Christine Forbes was adequate in her role. She gave her lines with assurance and with fire. She was graceful and poised throughout a difficult emotional scene. There was thunderous applause when the act was over; Nora’s understudy had captured the audience. They called for her again and again and she took her bows with grace and modesty.
Shayne did not applaud. He got up and made his way down the aisle with a grim look on his angular face. He strode through the foyer and outside. He lit a cigarette and went around the west side of the building toward the stage entrance, passing over the wooden flume that carried the water of Clear Creek directly under the village.
He was halted by a closed gate in a high wooden wall bearing the painted sign, NO ADMITTANCE.
Shayne rattled the gate savagely. It was locked from the inside.
From Eureka Street came the sound of shrill laughter and the wail of square-dance music, and from the flume just behind him was the rushing sound of flood waters, just now reaching town from an evening cloudburst high in the mountains.
His eyes were bleak as he stalked back to the front door and regained his seat in time for the next curtain.
He was silent and morose through the rest of the performance while Christine Forbes turned her opportunity into a personal triumph, and when the final curtain came down, he again strode out while the ancient playhouse echoed with applause.

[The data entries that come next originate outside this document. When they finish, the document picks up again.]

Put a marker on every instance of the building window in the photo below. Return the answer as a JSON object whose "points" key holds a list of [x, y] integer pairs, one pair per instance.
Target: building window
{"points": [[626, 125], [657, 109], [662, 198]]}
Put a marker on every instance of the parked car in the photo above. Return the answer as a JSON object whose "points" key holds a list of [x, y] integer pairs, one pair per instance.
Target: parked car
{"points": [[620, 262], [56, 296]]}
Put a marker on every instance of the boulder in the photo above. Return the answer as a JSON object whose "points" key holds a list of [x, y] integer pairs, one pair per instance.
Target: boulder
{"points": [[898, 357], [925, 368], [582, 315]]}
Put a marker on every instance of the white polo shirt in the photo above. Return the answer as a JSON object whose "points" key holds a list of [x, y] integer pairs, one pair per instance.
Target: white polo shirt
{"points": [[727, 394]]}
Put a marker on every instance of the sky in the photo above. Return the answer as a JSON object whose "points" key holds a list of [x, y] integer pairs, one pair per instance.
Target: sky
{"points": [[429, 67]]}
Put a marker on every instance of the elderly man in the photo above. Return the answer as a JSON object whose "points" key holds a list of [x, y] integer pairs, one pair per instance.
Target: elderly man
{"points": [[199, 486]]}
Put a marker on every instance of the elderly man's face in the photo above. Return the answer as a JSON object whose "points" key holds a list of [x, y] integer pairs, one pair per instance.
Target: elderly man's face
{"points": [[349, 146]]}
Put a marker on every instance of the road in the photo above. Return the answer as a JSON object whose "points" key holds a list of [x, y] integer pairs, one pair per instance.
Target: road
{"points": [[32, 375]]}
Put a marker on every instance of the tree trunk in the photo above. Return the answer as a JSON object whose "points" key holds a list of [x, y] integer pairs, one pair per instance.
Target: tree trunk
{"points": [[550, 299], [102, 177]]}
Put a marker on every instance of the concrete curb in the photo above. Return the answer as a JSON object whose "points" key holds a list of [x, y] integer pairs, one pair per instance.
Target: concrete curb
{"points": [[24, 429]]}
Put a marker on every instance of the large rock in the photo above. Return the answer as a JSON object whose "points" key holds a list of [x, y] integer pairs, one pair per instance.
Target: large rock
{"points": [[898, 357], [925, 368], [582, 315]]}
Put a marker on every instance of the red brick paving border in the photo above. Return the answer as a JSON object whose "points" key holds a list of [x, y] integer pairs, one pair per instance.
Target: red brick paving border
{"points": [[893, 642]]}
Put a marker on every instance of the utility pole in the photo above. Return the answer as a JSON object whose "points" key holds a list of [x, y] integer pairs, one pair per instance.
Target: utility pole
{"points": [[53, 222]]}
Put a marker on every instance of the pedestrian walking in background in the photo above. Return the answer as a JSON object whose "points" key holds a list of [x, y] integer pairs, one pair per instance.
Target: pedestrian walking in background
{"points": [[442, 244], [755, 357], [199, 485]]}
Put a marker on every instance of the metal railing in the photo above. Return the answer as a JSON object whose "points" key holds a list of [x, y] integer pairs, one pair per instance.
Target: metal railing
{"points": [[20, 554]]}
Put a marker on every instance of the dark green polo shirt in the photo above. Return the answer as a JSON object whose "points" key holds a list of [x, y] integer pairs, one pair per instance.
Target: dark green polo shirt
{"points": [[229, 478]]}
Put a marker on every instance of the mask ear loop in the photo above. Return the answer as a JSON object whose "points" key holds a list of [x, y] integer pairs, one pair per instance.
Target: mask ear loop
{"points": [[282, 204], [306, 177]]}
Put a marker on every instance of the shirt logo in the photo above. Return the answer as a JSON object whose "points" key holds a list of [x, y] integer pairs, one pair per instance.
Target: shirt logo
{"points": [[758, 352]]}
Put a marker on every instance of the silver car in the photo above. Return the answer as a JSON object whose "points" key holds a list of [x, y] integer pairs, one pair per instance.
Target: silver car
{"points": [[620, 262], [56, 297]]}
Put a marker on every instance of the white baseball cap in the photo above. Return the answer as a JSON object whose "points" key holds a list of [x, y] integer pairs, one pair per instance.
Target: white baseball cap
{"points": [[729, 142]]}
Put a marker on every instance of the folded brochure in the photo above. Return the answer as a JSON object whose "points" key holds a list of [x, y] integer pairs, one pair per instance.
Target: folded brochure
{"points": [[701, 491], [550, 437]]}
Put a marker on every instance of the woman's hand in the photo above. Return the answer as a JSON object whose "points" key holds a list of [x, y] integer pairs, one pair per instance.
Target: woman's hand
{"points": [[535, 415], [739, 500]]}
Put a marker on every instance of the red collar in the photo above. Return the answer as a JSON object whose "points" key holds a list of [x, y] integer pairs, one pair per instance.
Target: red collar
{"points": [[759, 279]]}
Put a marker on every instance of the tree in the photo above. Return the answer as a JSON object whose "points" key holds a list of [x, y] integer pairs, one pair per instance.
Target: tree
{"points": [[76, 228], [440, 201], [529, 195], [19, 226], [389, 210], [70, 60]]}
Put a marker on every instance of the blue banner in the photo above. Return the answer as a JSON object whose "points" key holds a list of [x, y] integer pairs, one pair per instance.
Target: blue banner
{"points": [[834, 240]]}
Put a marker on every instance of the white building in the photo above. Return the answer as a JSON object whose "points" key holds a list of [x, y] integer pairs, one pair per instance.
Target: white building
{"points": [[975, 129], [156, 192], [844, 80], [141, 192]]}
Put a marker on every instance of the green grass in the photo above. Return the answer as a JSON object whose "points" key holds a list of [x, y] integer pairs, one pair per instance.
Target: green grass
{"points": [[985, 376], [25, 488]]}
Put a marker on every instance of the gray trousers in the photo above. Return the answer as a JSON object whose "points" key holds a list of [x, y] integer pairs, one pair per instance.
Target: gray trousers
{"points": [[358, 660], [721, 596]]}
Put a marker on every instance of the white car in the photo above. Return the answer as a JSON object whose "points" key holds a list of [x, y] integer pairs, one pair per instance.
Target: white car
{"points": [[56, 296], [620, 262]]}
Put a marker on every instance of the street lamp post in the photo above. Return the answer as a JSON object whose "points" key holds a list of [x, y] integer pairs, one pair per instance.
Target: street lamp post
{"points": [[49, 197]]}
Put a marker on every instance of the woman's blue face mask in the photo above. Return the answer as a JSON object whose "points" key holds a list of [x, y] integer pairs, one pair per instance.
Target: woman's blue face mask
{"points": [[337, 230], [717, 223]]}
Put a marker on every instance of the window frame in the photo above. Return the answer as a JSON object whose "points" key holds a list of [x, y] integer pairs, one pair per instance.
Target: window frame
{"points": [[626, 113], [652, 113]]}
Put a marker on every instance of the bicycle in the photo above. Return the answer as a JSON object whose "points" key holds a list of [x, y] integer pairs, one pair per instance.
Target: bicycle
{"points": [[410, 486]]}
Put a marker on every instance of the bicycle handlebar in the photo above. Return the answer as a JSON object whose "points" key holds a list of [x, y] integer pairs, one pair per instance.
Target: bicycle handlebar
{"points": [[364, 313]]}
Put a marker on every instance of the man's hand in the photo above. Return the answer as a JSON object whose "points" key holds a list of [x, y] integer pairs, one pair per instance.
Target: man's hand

Phyllis clung to his arm and was silent until they were on the sidewalk. Then she spoke sharply:
“I can’t see that Nora Carson was particularly missed tonight. The other girl was marvelous.”
Shayne grunted. “Yeh. That’s one of the things that tastes bad to me. The Forbes girl is so damned good that I’m willing to bet Nora Carson has lost her part altogether. First, her father whom she has just found after ten years, then an important role that she’s rehearsed for weeks — all in the space of three hours.”